Pick one regulated, high-stakes workflow. Automate it with off-the-shelf agents and cheap inference. Then spend your real effort on the compliance, audit, and human-oversight layer around it — the surface Taktile and 8090 just raised nine figures to own in their verticals. That surface is fundable, it's defensible, and, because the agent tooling underneath it is now commodity, a two-person team can build it for a fraction of what it would have cost two years ago.

## FAQ

### What did Taktile and 8090 actually raise?

Taktile announced a $110M Series C on June 24, 2026, led by Growth Equity at Goldman Sachs Alternatives (with Balderton, Index Ventures, Tiger Global, Y Combinator, and Dig Ventures). 8090 announced a $135M Series A on June 26, 2026, led by Salesforce, with Craft Ventures, WNDR, TPB, and LAUNCH among others.

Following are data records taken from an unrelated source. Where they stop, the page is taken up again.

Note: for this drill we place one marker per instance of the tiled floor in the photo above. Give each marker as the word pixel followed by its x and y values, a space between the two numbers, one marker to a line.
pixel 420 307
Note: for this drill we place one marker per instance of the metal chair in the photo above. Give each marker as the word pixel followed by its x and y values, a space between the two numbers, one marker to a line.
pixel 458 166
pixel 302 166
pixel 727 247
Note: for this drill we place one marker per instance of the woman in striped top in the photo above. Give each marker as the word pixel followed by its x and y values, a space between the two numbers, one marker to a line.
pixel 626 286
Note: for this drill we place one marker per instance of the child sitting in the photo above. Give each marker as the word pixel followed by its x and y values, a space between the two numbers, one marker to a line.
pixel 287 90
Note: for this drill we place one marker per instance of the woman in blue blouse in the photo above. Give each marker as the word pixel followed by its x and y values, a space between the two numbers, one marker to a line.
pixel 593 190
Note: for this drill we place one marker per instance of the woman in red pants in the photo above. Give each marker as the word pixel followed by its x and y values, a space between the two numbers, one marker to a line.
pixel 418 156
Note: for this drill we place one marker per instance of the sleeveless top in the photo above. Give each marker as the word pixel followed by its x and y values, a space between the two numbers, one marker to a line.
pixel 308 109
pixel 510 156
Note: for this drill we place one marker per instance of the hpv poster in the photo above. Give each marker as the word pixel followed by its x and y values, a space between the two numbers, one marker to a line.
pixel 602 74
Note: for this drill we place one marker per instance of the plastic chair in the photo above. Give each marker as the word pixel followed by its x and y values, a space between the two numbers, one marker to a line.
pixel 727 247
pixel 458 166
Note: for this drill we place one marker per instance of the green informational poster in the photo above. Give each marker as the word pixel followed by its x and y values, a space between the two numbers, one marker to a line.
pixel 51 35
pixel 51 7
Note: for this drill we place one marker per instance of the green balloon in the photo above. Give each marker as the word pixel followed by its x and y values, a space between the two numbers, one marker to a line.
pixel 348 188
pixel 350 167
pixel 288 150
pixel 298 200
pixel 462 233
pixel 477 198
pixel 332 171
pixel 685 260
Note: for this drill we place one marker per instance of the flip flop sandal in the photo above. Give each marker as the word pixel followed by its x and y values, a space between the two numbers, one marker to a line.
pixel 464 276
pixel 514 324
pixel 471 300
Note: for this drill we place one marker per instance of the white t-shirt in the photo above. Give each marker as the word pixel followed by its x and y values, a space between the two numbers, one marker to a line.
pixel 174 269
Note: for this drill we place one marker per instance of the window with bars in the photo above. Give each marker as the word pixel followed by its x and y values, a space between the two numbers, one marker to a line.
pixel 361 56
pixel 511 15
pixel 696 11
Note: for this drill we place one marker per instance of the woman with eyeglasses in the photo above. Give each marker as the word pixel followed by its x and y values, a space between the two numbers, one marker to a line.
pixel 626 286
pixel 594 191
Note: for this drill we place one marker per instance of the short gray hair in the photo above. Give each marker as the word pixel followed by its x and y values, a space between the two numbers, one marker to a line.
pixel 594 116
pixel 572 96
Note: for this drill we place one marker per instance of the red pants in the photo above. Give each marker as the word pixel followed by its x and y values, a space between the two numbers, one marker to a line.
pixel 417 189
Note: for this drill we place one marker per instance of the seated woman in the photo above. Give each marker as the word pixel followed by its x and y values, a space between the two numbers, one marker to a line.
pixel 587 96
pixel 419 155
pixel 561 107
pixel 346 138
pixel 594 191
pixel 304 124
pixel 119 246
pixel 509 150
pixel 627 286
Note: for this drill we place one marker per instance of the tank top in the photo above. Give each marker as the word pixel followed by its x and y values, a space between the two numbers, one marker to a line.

### What do the two companies do?

Taktile runs an 'Agentic Decision Platform' that lets banks and insurers automate high-stakes decisions — underwriting, claims assessment, and financial-crime detection — with governance and audit built in. 8090 runs a 'Software Factory' where people and AI agents build and change enterprise software together, turning user documents into working code using third-party agents.

### Why treat these as the same bet?

Neither funds a horizontal agent framework or a new model. Both fund a *vertical*: a specific, high-stakes, regulated workflow wrapped in oversight — governance and audit at Taktile, human-in-the-loop orchestration at 8090. Investors are paying for the trusted, domain-specific layer on top of agents, not the agents themselves.

### What's the signal for founders?

The horizontal framework layer (LangGraph, CrewAI, the SDKs) is mature and well-capitalized — that race is largely run. The open, fundable ground is the governed vertical: take one regulated, high-stakes workflow, automate it with agents, and own the compliance, audit, and human-oversight surface around it. That surface is the moat, and it's exactly what a general framework can't ship for you.

### Is this just enterprise, or does it matter to a two-person team?

It matters to small teams precisely because the moat is domain knowledge and governance, not model training or infra spend. Falling inference costs and off-the-shelf agent tooling mean a two-person team can ship a real, governed vertical agent for a fraction of what it cost in 2023 — the capital is validating the category, not the headcount required to enter it.